Insights from a Psychologist’s Perspective

A team of researchers at the Max Planck Institute for Biological Cybernetics conducted a study to assess the general intelligence of GPT-3, a powerful language model developed by OpenAI. The researchers used psychological tests to evaluate GPT-3’s abilities in various competencies, such as causal reasoning and decision-making, and compared its performance to that of humans. While GPT-3 was found to be proficient in some areas, it fell short in others, likely due to its lack of interaction with the real world.
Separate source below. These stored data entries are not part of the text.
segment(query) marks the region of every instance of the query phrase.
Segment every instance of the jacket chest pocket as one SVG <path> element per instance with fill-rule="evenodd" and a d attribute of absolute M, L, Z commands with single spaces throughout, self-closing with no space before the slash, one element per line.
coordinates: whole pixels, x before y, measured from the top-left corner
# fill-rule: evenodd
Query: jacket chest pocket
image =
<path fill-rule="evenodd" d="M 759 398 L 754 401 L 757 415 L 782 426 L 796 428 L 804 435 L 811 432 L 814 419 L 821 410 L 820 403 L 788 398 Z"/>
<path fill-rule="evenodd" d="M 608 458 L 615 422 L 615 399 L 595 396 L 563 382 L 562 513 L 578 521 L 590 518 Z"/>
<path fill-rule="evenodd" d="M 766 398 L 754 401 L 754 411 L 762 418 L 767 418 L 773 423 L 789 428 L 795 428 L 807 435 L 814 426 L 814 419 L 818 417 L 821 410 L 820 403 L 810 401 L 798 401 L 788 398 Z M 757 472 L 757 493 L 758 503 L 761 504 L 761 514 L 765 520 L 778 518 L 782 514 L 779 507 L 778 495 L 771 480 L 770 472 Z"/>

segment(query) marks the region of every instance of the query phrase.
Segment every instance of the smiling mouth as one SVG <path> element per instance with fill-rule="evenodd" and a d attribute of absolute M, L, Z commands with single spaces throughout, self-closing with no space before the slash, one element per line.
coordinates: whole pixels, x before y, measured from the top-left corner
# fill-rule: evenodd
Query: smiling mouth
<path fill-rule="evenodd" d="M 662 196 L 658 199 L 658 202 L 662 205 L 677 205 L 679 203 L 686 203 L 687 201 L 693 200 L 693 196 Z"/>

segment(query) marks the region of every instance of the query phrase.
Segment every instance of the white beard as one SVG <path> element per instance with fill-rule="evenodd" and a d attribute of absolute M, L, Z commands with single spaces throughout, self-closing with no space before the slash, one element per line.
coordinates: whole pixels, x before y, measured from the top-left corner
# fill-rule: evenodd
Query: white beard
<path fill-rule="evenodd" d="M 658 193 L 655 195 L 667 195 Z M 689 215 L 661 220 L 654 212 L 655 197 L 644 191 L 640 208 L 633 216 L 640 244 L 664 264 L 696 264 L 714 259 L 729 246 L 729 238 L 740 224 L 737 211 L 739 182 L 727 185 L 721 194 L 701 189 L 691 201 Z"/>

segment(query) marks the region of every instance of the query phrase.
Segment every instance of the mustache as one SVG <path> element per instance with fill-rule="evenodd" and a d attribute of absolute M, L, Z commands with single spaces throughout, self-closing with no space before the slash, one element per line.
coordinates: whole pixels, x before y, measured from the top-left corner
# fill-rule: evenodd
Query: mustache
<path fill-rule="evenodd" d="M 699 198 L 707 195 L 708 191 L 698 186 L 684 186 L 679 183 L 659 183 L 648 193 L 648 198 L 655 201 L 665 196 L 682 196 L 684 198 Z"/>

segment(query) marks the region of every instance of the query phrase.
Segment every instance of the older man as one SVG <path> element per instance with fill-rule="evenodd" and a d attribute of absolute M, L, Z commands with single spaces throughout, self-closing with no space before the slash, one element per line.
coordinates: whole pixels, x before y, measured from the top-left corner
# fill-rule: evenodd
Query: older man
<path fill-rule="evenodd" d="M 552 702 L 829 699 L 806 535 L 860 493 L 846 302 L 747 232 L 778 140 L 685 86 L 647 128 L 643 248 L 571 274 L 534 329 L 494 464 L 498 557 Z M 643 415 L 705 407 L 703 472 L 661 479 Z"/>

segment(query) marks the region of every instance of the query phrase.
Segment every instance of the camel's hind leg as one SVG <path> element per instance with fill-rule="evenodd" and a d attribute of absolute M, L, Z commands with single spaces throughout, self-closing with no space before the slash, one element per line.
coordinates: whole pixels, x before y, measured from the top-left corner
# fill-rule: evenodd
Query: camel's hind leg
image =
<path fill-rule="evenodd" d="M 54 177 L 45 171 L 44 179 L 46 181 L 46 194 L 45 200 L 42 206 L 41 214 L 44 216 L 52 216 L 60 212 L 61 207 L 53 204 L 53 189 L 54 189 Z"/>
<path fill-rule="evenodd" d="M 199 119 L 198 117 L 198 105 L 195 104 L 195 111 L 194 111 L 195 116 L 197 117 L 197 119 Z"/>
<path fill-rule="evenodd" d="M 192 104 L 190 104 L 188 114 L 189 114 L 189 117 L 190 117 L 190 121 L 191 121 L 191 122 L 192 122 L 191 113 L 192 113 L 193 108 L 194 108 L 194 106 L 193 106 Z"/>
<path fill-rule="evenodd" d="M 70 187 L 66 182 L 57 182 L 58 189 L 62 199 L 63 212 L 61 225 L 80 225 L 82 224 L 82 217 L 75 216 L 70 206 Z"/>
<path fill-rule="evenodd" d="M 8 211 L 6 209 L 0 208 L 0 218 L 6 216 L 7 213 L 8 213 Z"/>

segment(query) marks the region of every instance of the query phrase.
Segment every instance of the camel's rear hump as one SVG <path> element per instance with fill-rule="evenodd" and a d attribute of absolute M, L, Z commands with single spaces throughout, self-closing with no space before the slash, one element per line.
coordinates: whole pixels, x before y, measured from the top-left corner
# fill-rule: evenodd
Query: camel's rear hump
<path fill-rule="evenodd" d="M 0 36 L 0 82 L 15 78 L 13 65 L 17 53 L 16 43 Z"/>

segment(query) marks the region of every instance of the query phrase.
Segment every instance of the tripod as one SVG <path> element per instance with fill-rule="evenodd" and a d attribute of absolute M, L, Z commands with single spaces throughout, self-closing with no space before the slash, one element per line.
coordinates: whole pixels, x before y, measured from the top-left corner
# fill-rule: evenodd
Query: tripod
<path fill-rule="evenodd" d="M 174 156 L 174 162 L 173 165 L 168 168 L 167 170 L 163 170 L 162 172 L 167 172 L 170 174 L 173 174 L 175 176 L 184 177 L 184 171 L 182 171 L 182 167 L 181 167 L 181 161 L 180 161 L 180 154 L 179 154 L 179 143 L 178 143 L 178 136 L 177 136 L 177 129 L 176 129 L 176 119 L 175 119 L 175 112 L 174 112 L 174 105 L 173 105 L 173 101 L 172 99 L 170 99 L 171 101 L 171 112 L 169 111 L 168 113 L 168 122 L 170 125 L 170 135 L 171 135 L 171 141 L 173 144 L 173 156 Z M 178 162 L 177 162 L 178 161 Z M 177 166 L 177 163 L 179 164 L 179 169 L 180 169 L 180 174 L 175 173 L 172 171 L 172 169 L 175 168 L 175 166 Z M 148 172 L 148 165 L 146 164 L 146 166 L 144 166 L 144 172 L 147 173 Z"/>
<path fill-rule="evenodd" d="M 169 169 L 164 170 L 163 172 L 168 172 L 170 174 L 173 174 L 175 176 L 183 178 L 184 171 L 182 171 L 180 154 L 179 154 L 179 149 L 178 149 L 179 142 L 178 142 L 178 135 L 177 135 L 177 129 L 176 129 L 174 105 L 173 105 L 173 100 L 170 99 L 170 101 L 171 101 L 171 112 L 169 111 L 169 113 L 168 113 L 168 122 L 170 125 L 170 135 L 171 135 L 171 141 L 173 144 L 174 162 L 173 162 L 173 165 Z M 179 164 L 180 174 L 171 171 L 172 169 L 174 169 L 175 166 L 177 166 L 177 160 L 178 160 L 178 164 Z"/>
As a language model, GPT-3 has the ability to learn to respond to natural language input and generate a wide variety of texts. It was trained on massive amounts of internet data and can write articles, stories, and even solve math and programming problems. The impressive abilities of GPT-3 led the researchers to question whether it possesses human-like cognitive abilities.

To investigate this, Marcel Binz and Eric Schulz at the Max Planck Institute for Biological Cybernetics subjected GPT-3 to a series of psychological tests to examine different aspects of general intelligence. They assessed GPT-3’s ability to make decisions, search for information, reason causally, and question its initial intuition. The researchers compared GPT-3’s test results with those of human subjects, evaluating both the accuracy of the answers and the similarity of GPT-3’s errors to human mistakes.

One classic test of cognitive psychology used was the Linda problem, in which the test subjects are asked to decide between two statements about a fictional woman named Linda based on given information. GPT-3, like humans, was found to reproduce the fallacy that people fall into when making this decision, likely due to its familiarity with the task from training data.

The researchers designed new tasks to rule out the possibility of GPT-3 mechanically reproducing a memorized solution to a concrete problem. Their findings showed that GPT-3 performed nearly as well as humans in decision-making but fell behind in searching for specific information and causal reasoning. The researchers suggested that the reason for this discrepancy may be due to GPT-3’s passive acquisition of information from texts, which differs from the active interaction with the world that is crucial for human cognition. However, they noted that as users continue to interact with models like GPT-3, future networks may learn from these interactions and converge more towards human-like intelligence.